Assembly tensors are represented on each node by a bgeot::tensor<double> object. However, there is a specific structure in src/ for assembly tensors because there is several format of assembly tensors :

  • Normal tensor. The first and second indices may represent the test function local indices if the node represent a first or second order term. Remember that in GetFEM all tensors are stored with a Fortran order. This means that for instance t for a \(N\times P\times Q\) tensor one has t(i, j, k) = t[i + j*N + k*N*P].

  • Copied tensor. When a node is detected to have exactly the same expression compared to an already compiled one, the assembly tensor will contain a pointer to the assembly tensor of the already compiled node. The consequence is that no unnecessary copy is made.

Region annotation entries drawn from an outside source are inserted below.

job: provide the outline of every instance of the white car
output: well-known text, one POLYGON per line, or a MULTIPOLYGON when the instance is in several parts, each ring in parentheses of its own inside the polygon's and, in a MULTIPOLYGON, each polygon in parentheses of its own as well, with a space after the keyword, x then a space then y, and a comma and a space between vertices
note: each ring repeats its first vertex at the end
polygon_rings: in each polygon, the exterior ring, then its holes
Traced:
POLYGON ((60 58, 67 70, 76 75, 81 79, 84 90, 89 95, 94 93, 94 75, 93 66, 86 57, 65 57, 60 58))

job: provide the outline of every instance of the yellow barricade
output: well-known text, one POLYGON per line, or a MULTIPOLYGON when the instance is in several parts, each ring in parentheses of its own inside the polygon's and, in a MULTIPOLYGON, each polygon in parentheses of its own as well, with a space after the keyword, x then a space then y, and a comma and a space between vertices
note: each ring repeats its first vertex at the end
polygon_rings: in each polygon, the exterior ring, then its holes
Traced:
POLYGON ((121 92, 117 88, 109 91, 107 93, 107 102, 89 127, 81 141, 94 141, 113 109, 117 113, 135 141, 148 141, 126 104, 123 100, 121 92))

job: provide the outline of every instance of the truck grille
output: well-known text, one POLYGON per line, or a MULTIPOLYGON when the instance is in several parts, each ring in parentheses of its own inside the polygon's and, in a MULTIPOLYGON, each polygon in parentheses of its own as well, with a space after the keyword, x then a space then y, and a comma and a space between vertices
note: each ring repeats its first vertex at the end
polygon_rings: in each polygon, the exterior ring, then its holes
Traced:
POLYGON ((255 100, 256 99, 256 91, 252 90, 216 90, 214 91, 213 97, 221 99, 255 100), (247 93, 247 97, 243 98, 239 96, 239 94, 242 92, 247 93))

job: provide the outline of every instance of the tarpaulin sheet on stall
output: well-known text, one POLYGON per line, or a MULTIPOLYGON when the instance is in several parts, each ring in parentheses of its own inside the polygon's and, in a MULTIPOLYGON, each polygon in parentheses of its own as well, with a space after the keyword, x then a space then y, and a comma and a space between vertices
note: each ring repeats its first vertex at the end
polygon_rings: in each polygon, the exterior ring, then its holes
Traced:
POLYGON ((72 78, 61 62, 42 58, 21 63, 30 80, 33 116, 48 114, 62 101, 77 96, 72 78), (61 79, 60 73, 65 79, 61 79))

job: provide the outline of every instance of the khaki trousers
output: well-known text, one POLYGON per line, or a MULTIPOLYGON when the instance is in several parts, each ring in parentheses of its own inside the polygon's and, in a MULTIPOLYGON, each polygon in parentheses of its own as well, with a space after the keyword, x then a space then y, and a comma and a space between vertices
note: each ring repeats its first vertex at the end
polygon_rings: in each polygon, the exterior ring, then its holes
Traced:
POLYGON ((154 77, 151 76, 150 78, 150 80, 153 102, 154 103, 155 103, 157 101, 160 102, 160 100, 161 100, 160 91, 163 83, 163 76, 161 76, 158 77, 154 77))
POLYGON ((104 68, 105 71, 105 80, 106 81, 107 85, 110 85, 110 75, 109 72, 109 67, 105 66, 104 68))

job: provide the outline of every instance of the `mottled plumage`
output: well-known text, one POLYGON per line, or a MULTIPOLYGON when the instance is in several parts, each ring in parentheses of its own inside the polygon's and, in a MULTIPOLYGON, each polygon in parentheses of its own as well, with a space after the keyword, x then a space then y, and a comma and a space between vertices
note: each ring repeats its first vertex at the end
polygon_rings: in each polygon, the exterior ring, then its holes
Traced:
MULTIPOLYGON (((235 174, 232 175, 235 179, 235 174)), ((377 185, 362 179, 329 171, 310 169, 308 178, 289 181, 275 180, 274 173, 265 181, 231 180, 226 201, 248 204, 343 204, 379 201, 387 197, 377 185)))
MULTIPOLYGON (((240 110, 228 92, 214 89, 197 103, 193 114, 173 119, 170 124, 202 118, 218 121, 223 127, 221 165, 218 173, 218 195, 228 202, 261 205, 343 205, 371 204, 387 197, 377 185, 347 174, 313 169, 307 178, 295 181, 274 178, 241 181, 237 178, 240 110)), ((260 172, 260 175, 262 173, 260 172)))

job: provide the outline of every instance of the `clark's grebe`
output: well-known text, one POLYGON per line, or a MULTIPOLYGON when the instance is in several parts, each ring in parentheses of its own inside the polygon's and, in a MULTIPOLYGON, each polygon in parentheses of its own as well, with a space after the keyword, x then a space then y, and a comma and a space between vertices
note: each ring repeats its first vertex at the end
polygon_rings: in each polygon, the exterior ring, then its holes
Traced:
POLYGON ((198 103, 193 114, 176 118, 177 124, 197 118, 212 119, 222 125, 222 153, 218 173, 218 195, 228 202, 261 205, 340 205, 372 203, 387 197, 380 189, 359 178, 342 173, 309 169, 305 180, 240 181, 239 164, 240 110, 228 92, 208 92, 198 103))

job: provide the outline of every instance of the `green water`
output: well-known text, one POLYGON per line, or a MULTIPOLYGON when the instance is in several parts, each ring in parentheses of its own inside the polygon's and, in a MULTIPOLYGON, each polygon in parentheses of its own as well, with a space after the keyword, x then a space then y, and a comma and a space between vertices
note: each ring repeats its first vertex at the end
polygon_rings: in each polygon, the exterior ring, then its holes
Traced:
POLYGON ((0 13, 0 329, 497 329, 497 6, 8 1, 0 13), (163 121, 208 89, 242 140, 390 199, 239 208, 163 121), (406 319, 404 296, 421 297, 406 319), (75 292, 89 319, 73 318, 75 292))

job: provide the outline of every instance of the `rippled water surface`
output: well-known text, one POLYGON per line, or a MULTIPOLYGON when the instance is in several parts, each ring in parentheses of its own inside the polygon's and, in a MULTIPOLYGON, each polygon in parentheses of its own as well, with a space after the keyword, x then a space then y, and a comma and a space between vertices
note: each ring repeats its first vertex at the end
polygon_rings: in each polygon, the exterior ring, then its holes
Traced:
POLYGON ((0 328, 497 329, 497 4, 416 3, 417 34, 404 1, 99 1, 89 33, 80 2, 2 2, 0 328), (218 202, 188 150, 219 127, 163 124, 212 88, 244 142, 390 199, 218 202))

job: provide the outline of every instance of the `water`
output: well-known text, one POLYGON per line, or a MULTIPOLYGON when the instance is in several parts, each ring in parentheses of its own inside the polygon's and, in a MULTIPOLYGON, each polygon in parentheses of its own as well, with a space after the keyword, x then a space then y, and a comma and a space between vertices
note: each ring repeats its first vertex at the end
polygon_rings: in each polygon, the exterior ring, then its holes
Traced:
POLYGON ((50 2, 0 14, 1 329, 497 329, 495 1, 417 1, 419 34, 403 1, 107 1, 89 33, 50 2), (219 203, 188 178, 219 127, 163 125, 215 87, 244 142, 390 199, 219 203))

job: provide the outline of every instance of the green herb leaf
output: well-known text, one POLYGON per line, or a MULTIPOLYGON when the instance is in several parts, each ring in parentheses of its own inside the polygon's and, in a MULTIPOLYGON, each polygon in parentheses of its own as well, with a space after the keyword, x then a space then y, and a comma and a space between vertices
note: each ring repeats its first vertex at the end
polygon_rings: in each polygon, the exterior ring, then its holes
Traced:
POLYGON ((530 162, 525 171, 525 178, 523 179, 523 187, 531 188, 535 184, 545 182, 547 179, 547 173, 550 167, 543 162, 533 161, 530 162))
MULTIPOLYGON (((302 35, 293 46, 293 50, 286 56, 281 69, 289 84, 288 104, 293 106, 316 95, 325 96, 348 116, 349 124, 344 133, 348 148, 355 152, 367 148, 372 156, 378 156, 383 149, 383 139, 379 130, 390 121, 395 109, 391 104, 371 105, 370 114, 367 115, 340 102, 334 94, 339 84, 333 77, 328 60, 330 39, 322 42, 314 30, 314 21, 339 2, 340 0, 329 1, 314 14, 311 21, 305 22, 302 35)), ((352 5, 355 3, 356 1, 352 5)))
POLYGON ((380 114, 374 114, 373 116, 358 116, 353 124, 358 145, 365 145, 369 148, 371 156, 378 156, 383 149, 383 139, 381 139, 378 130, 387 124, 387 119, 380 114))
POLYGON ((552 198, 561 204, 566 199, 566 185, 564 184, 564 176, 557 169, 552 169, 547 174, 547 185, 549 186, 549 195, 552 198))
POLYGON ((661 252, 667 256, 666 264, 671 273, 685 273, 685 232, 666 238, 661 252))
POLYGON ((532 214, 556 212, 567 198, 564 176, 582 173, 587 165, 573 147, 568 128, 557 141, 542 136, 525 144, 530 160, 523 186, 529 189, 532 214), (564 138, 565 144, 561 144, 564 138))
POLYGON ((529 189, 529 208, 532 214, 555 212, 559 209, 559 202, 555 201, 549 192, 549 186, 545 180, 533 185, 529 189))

  • Sparse tensor with a listed sparsity. When working with a vector field, the finite element method is applied on each component. This results on vector base functions having only one nonzero component and some components are duplicated. The tensor are fully represented because it would be difficul to gain in efficiency with that kind of small sparse tensor format. However, some operation can be optimized with the knoledge of a certain sparsity (and duplication). This can change the order of complexity of a reduction. In order to allows this gain in efficiency, the tensor are labellised with some known sparsity format (vectorisation and format coming from operation applied on vectorized tensors). This results in a certain number of sparsity formats that are listed below:

    • 1: Vectorized base sparsity format: The tensor represent a vectorized value. Each value of the condensed tensor is repeated on \(Q\) components of the vectorized tensor. The mesh dimensions is denoted \(N\). For instance if \(\varphi_i\) are the \(M\) local base functions on an element and the evaluation is on a Gauss point \(x\), then the non vectorized tensor is \(\bar{t}(i) = \varphi_i(x)\) and the vectorized one is \(t(j,k) = \varphi_{j/Q}(x) \delta_{k, j \mbox{ mod } Q}\) where \(j/M\) is the integer division. For \(M=2\), \(Q=2\) and \(N=3\) the components of the two tensors are represented in the following table

      Scalar tensor Vectorized tensor
      \(\bar{t}(i) = \varphi_i(x)\) \(t(j,k) = \varphi_{j/Q}(x) \delta_{k, (j \mbox{ mod } Q)}\)
      \([\varphi_0(x), \varphi_1(x)]\) \([\varphi_0(x), 0, \varphi_1(x), 0, 0, \varphi_0(x), 0, \varphi_1(x)]\)
    • 2: Grad condensed format

      Scalar tensor Vectorized tensor
      \(\bar{t}(i,j) = \partial_j\varphi_i(x)\) \(t(k,l,m) = \partial_m\varphi_{k/Q}(x) \delta_{l, (m \mbox{ mod } Q)}\)
      \([\partial_0\varphi_0(x), \partial_0\varphi_1(x),\) \(\partial_1\varphi_0(x), \partial_1\varphi_1(x),\) \(\partial_2\varphi_0(x), \partial_2\varphi_1(x)]\)  
    • 3: Hessian condensed format

    • 10: Vectorized mass: the tensor represent a scalar product of two vectorised base functions. This means a tensor \(t(\cdot,\cdot)\) where \(t(i*Q+k, j*Q+l) = 0\) for \(k \ne l\) and \(t(i*Q+k, j*Q+k)\) are equals for \(0 \le k < Q\).

Optimized instructions

Optimized instructions for variable evaluation, operations, vector and matrix assembly … to be described.

Predefined functions

Some predefined scalar functions are available in GWFL in order to describe a weak formulation (or also to make basic algebraic computations). This is limited to scalar functions of one or two arguments. Due to the automatic differentiation used to obtain the tangent system of described problems, the derivative each function have to be available. The principle retained is the following: For each predefined function is available:
  • A C++ function which computes the value given the argument(s).
  • The support of the function in the first each argument in term of a (possibly infinite) interval (this is for simplification of expressions).
  • The string corresponding of the derivative in terms of already known functions

A new predefined function is easy to add. See init_predefined_functions() in file src/ + describe how to give the derivative …

Predefined nonlinear operators

to be described …




  • Is a certain extension to complex data possible ?
  • More simplifications : study the possibility to automatically factorize some terms (for instance scalar ones) to reduce the number of operations.